There is no doubt that in classical terms, at least, the economy is looking much stronger. Liberal Democrats and Conservatives have both taken the flak for the difficult decisions made in government that were necessary to secure those improvements and both parties should share the credit. I am certainly finding that the most popular headline policies in the Budget seem to be those pushed by the Liberal Democrats, such as taking more and more of the lowest paid earners out of income tax altogether; providing £1.25 billion over five years for mental health, particularly for children and new mums; and smaller items that might have passed almost unnoticed, such as £10 million for new school kitchens in support of the provision of free school meals.

It is on future spending plans, of course, that the coalition parties somewhat part company. The Chancellor identified £5 billion from tax avoidance and evasion and aggressive tax planning to help balance the books, which clearly we would welcome, and perhaps even push further on, but the other £25 billion he identified are all from public spending cuts, either in welfare or unnamed Government Departments. Of course, he wants to carry on cutting, even after the books are balanced, and apparently without seeking to raise a penny from those who can afford to pay more. That seems to me to be calculated to damage public services far more than they need to be damaged, to cut more than needs to be cut and to take us towards a less fair society, not a fairer one.

There were a few items in the Budget of particular interest to Cheltenham. I am very pleased that Cheltenham racecourse got a mention; it is not quite in my constituency, but it is economically very important to it. The commitment to a racing right that guarantees a more secure income from betting to racing is very much to be welcomed. I also welcome the commitment on superfast broadband, although there are still questions to be asked on exactly how that will be implemented, even in urban areas such as mine.

I welcome the endorsement for tidal lagoon power, although there are a few qualifications around that. I hope that the negotiations on the strike price will be negotiated quickly and hopefully concluded before the general election.
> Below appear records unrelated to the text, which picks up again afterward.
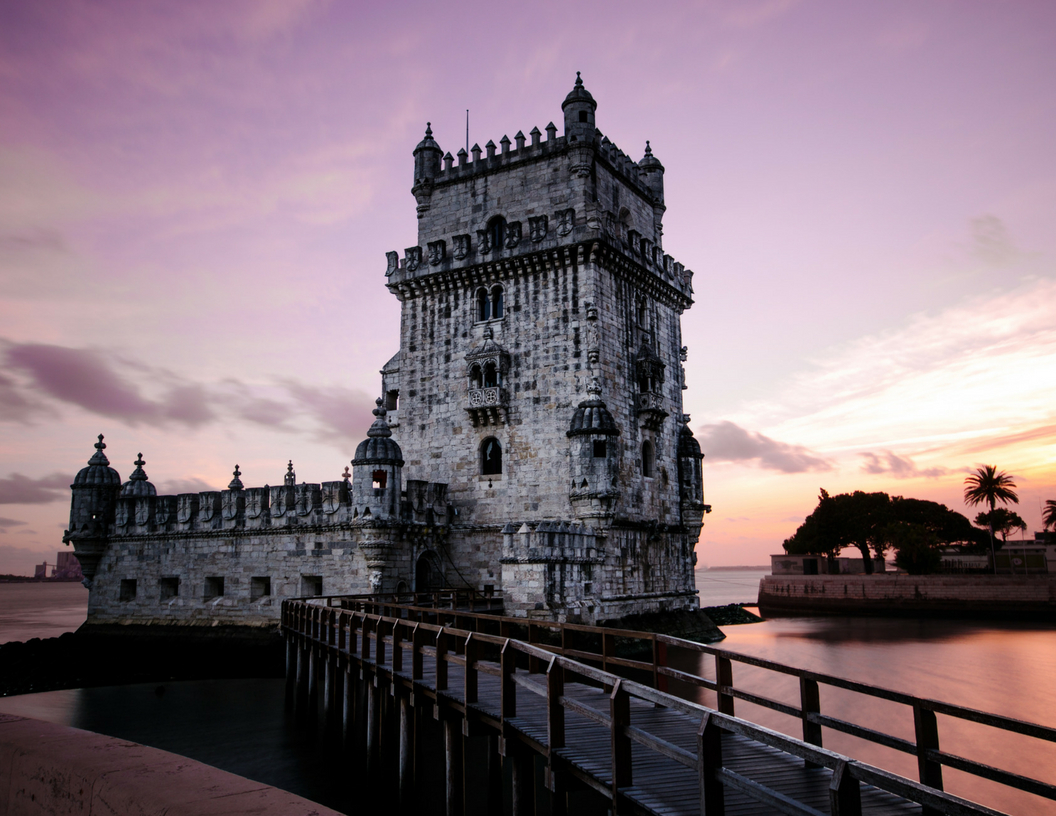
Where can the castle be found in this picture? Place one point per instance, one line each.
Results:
(530, 435)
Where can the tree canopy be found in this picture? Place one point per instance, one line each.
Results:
(872, 523)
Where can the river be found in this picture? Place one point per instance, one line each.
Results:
(1006, 668)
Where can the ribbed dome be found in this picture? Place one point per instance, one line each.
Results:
(428, 143)
(591, 416)
(137, 485)
(98, 471)
(648, 159)
(378, 448)
(578, 94)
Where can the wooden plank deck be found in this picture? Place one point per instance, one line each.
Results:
(660, 785)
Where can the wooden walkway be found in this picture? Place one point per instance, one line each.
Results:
(641, 750)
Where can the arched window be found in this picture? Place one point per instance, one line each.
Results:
(496, 231)
(491, 457)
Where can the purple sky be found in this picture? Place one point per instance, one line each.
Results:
(195, 201)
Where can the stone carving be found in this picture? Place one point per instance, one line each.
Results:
(565, 219)
(186, 507)
(512, 234)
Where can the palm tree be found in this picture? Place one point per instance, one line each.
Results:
(987, 486)
(1049, 514)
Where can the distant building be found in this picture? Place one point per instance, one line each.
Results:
(529, 437)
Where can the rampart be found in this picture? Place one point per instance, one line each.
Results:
(48, 769)
(947, 595)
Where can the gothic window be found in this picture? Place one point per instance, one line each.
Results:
(496, 232)
(491, 457)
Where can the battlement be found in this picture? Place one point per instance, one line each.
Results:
(283, 507)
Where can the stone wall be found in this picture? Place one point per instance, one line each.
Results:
(955, 595)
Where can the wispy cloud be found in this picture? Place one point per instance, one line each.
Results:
(23, 490)
(900, 467)
(727, 441)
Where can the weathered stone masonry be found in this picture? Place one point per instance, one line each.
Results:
(535, 405)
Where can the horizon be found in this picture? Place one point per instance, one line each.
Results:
(195, 204)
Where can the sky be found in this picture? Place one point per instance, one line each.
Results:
(196, 197)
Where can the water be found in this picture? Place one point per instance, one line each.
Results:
(40, 610)
(241, 725)
(719, 587)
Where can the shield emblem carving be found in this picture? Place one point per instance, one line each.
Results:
(186, 507)
(207, 506)
(280, 501)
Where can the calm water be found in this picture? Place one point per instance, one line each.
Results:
(241, 726)
(40, 610)
(721, 587)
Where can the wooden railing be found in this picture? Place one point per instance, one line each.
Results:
(366, 627)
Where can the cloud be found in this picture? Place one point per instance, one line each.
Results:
(22, 490)
(900, 467)
(175, 487)
(727, 441)
(341, 412)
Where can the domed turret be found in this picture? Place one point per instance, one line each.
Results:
(427, 157)
(579, 108)
(95, 491)
(377, 471)
(137, 484)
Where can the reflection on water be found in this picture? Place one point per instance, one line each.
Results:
(1001, 668)
(40, 610)
(237, 725)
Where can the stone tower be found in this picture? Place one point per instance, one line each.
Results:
(540, 371)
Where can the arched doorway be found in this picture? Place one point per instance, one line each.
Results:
(428, 572)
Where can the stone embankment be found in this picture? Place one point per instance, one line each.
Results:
(48, 769)
(947, 595)
(99, 656)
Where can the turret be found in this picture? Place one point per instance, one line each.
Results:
(377, 472)
(651, 171)
(579, 108)
(595, 458)
(137, 497)
(427, 166)
(95, 491)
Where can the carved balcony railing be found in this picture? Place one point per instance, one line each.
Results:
(649, 409)
(487, 406)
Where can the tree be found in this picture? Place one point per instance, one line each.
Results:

I hope that they will reflect the fact that, unlike the nuclear industry, which receives a huge subsidy, being a 60-year-old mature industry, lagoon power is a cutting-edge, pioneering feat of engineering which has enormous potential for safe and sustainable growth in energy.

The Budget also included a reference to the intelligence services. The Chancellor made a very welcome commitment to right the injustice that has been suffered by the widowers, widows and former civil partners of firefighters, police officers and those in the intelligence services with regard to their pension rights. In the Budget documents, however, the commitment for the intelligence services is not quite so cast-iron; they talk about examining the possibility of doing the same thing for the intelligence services. Many of my constituents work tirelessly for the safety and security of this country. It is fantastic that the widowers, widows and former civil partners of firefighters and police officers will have their pension rights looked at and the injustice remedied, but it would be very unfair if the same right were not extended to the intelligence services. That is just one small way in which we could make our society fairer as well as building the stronger economy that we can all now celebrate.